The NSA scandal’s relevance to the use of public cloud-based platforms

Just when you thought it was safe to make a phone call, the NSA spy scandal story broke. The concept is simple: the NSA was culling through communication records to discover the bad guys for the greater good. Still, most of us needed to take a very long shower after hearing about that one.

As reported by GigaOM’s  Mathew Ingram, “Guardian blogger and former lawyer Glenn Greenwald reports that the NSA has gotten a secret order from the Foreign Intelligence Surveillance Court that allows it to collect data about phone calls made by ‘millions of customers’ on the Verizon network: location data, time and other identifying info about the call — everything except the actual content of the calls themselves (the Guardian has a background piece about what kind of metadata is available with such an order).”

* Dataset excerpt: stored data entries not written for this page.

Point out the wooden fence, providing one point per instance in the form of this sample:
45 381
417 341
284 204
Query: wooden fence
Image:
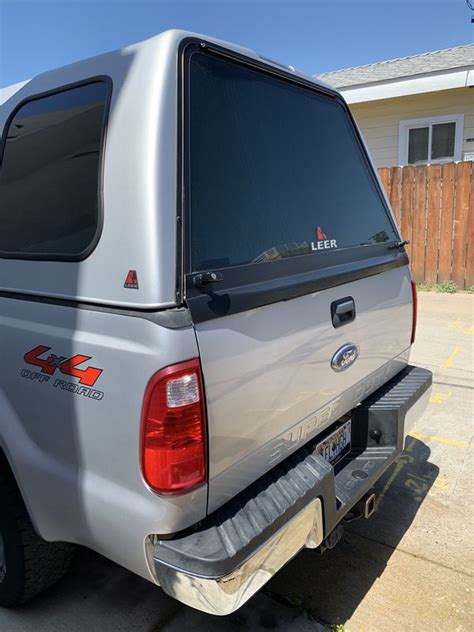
434 207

As Greenwald discovered, “The National Security Agency is currently collecting the telephone records of millions of US customers of Verizon, one of America’s largest telecoms providers, under a top secret court order issued in April. The order… requires Verizon on an ‘ongoing, daily basis’ to give the NSA information on all telephone calls in its systems, both within the US and between the US and other countries.”

While there is not a direct link to cloud computing, there are certain aspects of this situation that may have both existing and future public cloud computing consumers a bit more paranoid than before they heard about the NSA scandal. Moreover, other countries that leverage U.S.-based public cloud computing services — already paranoid around the use of the Patriot Act to potentially seize their data — now have last week’s revelation to consider as well.

The public cloud providers have to be concerned about a few key issues:

  • The government views all communications and on-line transactions as fair game for its monitoring programs. Thus, cloud providers currently, or at some point, will have to turn over customer information and data to the government under similar secret court orders. This could have a hugely negative impact on their business, just as the market for public cloud-computing services is inflating.
  • They could have some liability around the protection of the data that spans borders. Responding to U.S. court orders in the U.S. could get the cloud provider sued in other countries. Thus, the public cloud provider is truly between a rock and a hard place, with no easy choices.
  • The NSA scandal slows the growth of public cloud computing as enterprises inside and outside of the U.S. consider the potential impact for moving key applications and databases to systems that are no longer in their direct control. Thus, they are more vulnerable to government surveillance.

Of course, the other side of this issue is that enterprise IT must now factor in the implications of this situation into their migration to public cloud providers. The reality is that there is little reason to slow or stop migration to the public cloud, even given the scare around the recent NSA spying. There is no hard evidence today that public cloud computing providers are monitored without the knowledge of the owners of the data.

So if enterprise IT is seeking guidance around the considerations with the new NSA spying scandal, it should be one of staying the course already set. However, the advice should also include being diligent around the laws that govern the government’s ability to monitor and cull through business data in the public cloud, as well as the laws in other countries in which the enterprise may do business.

This is not an excuse to be overly paranoid. However, it does make a case for being more pragmatic and savvy about impending laws.

The bottom line is that, if the government wants to get at your data, no matter if it’s on a public cloud, in your data center, or even in your home, it can find a way to get it. The use of public cloud computing does increase the likelihood that the data could be monitored without your knowledge, considering that the caretaker of the data is a third party. Although I’ve yet to hear of such a case coming to light, it would not surprise me if it were occurring, given recent events.

While the NSA spying scandal does have a chilling effect on the world of cloud computing, the benefits of leveraging cloud-based platforms far exceed the risk that the government will be spying on you. I suspect you could take the tinfoil hat approach and keep your servers in direct line of sight, but that would be very bad for business.  Don’t let the government scare you…too much, that is.